TCT: The do's and don'ts of avoiding complications during TAVI
SAN FRANCISCO—For those performing transcatheter aortic valve implantations (TAVI), E. Murat Tuzcu, MD, has some advice: prepare, anticipate and rehearse. Tuzcu, an interventional cardiologist at Cleveland Clinic, offered interventionalists some advice on how to avoid common and uncommon vascular complications during TAVI procedures, during a twilight session Nov. 10 at the 23rd annual Transcatheter Cardiovascular Therapeutics (TCT) conference.

“Once you have any major vascular complication…it’s a problem,” Tuzcu offered. He summed data from the PARTNER Cohort B trial, which compared TAVI to the surgical approach, and found about a 16 to 17 percent vascular complication rate. “When you look at the complications of the PARTNER A trial you see how high the rate was in the TAVI group—about 11 percent or so,” Tuzcu offered.

“We had major vascular complications and bleeding was also quite high (9.3 percent in TAVI group),” he noted. However, bleeding in the surgical aortic valve replacement (SAVR) group was nearly twice as high (almost 20 percent).

“However you cut it, vascular complications are very consequential,” Tuzcu said. “Patients with vascular complications had worse mortality and it was the same thing for bleeding. Be it TAVI or SAVR, vascular complications increases mortality and reduces survival substantially.”

How can you avoid these complications? Preparation, Tuzcu offered. “You have to look at this aortic iliac system very, very carefully…every millimeter of it...[Y]ou can’t just rely on your radiologists.”

Tuzcu urged interventionalists to pay careful attention to size and calcifications. “These must be included in the equation,” he said.

“Vascular complications increase mortality so when you have borderline lesions and borderline vessels, do not push,” he said. “This will be very tempting if the non-femoral route is not appealing, but don’t push; you will regret it.” By pushing, proximal aortic dissection, an often lethal complication, can occur. Tuzcu said it will be important for the interventionalists to understand the value of imaging and to be sure to know exactly where the calcifications are.

Additionally, Tuzcu offered that the sheath to vessel size will become a very important factor during the procedure and noted that one must pay careful attention and determine the access route by the CT.

“You must puncture with a millimeter of precision and you must visualize before you put a larger sheath in,” he noted.

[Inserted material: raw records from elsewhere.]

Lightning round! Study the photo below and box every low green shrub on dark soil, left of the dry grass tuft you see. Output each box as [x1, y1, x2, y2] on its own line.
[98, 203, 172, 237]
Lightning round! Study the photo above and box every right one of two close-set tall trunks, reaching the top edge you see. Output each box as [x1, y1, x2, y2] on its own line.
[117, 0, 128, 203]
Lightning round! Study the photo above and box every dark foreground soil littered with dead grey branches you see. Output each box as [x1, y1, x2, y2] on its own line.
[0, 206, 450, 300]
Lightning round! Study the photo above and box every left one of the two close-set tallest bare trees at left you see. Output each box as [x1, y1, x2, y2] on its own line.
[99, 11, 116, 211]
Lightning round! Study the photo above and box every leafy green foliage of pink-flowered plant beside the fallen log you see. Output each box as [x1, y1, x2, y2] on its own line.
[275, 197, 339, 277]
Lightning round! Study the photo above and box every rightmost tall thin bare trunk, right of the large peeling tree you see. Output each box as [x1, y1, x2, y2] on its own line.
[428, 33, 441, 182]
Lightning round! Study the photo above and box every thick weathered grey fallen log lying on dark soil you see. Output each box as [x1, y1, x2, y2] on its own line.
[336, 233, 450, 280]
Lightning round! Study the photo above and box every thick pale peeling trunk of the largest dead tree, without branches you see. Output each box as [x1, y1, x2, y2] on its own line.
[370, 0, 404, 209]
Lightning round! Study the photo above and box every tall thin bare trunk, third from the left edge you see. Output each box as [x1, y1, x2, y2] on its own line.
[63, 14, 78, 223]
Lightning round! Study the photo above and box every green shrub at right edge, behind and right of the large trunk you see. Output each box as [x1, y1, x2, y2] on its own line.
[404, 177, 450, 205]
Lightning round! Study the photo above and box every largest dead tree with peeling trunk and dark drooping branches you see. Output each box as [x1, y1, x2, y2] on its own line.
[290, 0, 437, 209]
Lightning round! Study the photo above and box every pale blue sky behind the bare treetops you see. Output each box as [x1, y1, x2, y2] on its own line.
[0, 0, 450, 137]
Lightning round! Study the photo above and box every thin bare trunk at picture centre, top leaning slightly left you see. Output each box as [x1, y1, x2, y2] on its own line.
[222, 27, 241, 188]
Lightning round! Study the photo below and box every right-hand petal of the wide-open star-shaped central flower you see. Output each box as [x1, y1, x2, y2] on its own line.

While stroke is another important complication to consider, Tuzcu said that it might be “slightly overblown.” The rate of major stroke was 5 percent in the PARTNER Cohort B trial, he noted.

However, he noted that stroke is “consequential because most of the patients who had a stroke did not survive it." In the future, Tuzcu noted that filter devices may be helpful. Additionally, he said that the hazard phase will be determined by the atherosclerosis burden.

“How to avoid and manage common and uncommon complications?” asked Tuzcu. “You have to prepare yourself; you have to anticipate complications and you have to rehearse the procedure with your team,” Tuzcu concluded. “Team work is essential to avoid these complications.”